City's Vacancies Hidden Behind Four Walls

Long Beach property manager, broker say office market remains stable.


Beyond the vacant storefronts on Park Avenue for all of Long Beach to see are the empty office spaces that go unseen behind corridor walls.

Anthony Ponte, owner of Premier Property Management, is trying to fill a few of those spaces at 100 W. Park Ave, at the corner National Boulevard, a 15,000-square-foot, three-story building that houses Bob’s Natural Foods, AT&T, Beach Nails, Denis Kelly’s law firm and 20 office suites. Ponte has just three vacancies to fill there, and he and a broker call a stable commercial office market.

“Long Beach is a very hot area,” Ponte said. “It’s such a strong rental market now. Everyone wants to be near the beach.”

The owners of 100 W. Park, who Ponte described as group of Long Beach investors, acquired the property last year through a court-order foreclosure, and Ponte has managed the building for the past three months. The three units he looks to fill include a 450-square-foot former Pilates studio for lease at $1,150 a month; a 650 square-foot unit for $2,000; and a 160-square-foot unit at $500; all with utilities included.

Renovations are coming to the building that was originally developed as an apartment in 1962. The roof will be refurbished and feature a skylight, the exterior will get a power washing, and the gray corridors and stairwell will be modernized. “When this building is done it will be Long Beach’s best office building,” Ponte promised.  
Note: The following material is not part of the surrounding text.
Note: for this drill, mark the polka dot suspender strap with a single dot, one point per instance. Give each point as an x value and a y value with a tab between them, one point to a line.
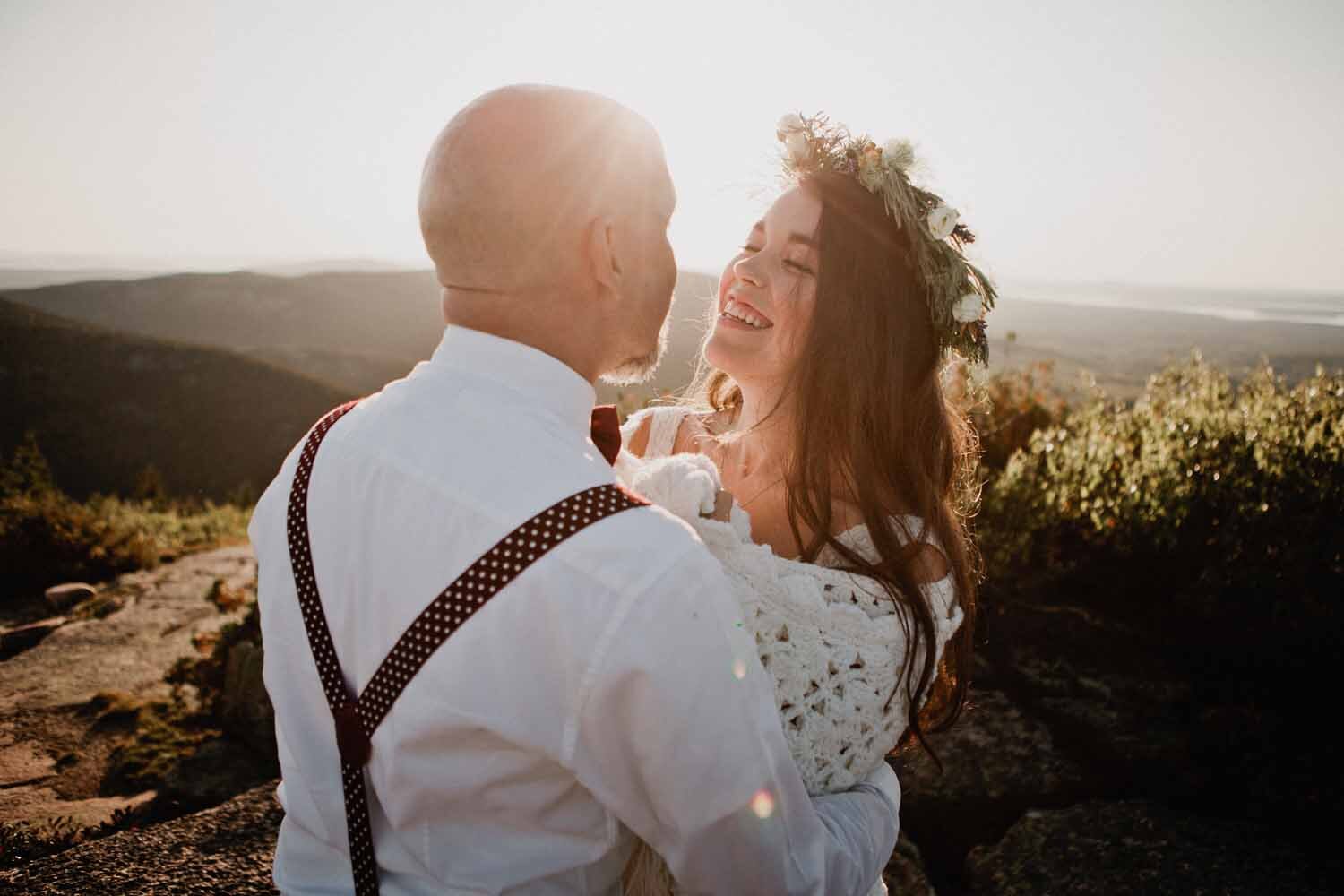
357	719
The tenants range from several psychologists, attorneys, a real estate broker, a chiropractor, a marketing consultant, among others. Most have rented there for a decade or more, Ponte said.

Joseph Pontecorvo, a broker at Prudential Douglas Elliman on West Park Avenue, said that the trend in the office market has involved more people moving their commercial offices into their homes while many others with home offices are seeking larger spaces at commercial buildings.

“I think it’s just a cycle in which some people’s businesses slow down, so they try to regroup and have gone back into their homes, whereas other businesses in their homes are trying to take one step up into their offices,” Pontecorvo said.

People are finding value in a rental market that is “a little soft,” Pontecorvo added, with leases for commercial offices, virtually all of which are on Park Avenue, ranging from about $700 a month for a one-room unit to about $2,500 for an 1,000- to 1,200-square-foot office with three rooms and a waiting area.

Another trend he sees is that accountants or others with similar office-based business are moving out of their homes to share commercial spaces. This co-opting is occurring among retail businesses in town, too.

Meanwhile, Ponte, an Atlantic Beach resident who was a broker for six years with Coldwell Banker in the West End before he established his management company, said he looks to acquire more buildings in Long Beach. This will add to the 48,000 square feet of property he already manages, from a multifamily property at 644 E. Broadway, a commercial retail building in Brooklyn, and a mixed-use property in Hewlett.

He said he and his associates try to manage each property as if it were their own. “A lot of buildings are undermanaged,” he said, “not only in that things aren’t kept clean to make everyone happy, but also they don’t keep the energy costs down.”